Optional string names for integer dimension


#1

I am a R user and have been playing with R package scidb for a month or so. It is great to have a database back-end to manage data for analysis in R or any other software.

In scidb dimension indices are either integer (like i = 1…n) or string (non-integer dimension). On the other hand, R matrix or data.frame allow both indexing by integer or string (optional). Since it is possible in scidb to map string index to integer (not in order any more), the mechanism already exist for coexistence of integer index and string index. In fact there is no need to have non-integer dimensions (they are all integer anyway), but users can assign a string name to each index. Another advantage would be selection of a range would also work for non-integer dimensions (if their order is preserved).

My plan is to use scidb as a data warehouse for various formats of high-through put data, like genetics, mass spectrometry, transcriptomics, etc. There are usually hundreds to millions of variables, ordered (by mass, retention time, etc), 2 dimensional arrays. I want to be able to select a range of variables and also to see their names easily.

Another question here, is it possible to share 1000 genome project scidb use case? I also would like to have web interface to some of the data in scidb.

Many thanks.


#2

All I can say, at this point, is “watch this space”.

Implementing labelled dimensions is proving to be harder than we anticipated, partly because implementing updatable labels is hard, but also because it’s not clear what the semantics of these should be in the general case.

For example … regrid ( input, X, Y, aggregate( attribute ) ) … is pretty clean. But what happens when X and Y aren’t integers, but are strings? What does regrid(…) (or window(…), or even between(…) / subarray (…)) “mean” in that case?

We’re working on a couple of ideas for “how”. Until then, the best way to implement labeled dimensions is to use 1D mapping arrays, populate 'em with redimension_store(…), and use lots of cross_join(…) queries to turn the integers along the edges of the array back into labels.

Bear with us. Lots to do. Addressing labelled dimensions is a high priority.


#3

Thanks very much for your reply.
So far all the array data I have worked with can be modeled as integer dimension arrays, optionally with a label to the integer index.
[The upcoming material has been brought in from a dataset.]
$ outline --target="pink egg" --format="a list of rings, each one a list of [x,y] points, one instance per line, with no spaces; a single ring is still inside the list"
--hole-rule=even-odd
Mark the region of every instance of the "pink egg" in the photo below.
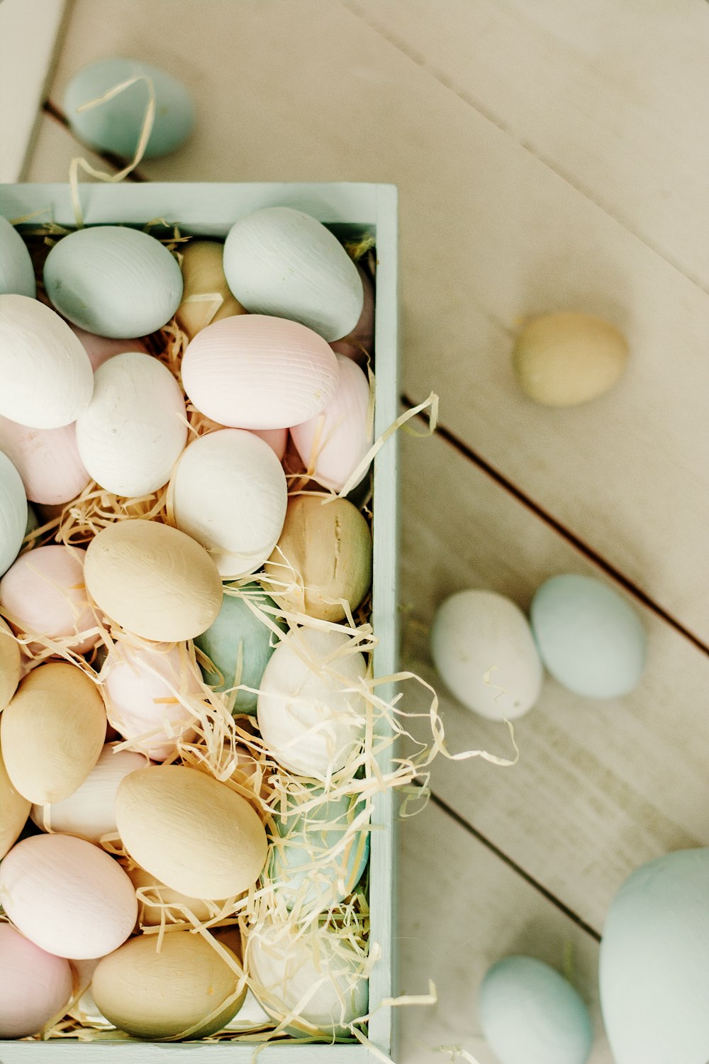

Since selecting a range of a dimension is often necessary, in scidb I would model all my data as integer dimension arrays. Since they are essentially still integer arrays, all the functions would remain the same. I would imagine only a few simple operations are needed, such as getNames(), setNames(). Sorry for my naive thinking in an R way. I have no idea how implementation would be affected in scidb.
I was planning exactly to use 1D mapping arrays and cross_join. But then I am quite bothered by having to give names to arrays that map to every dimension of the real array.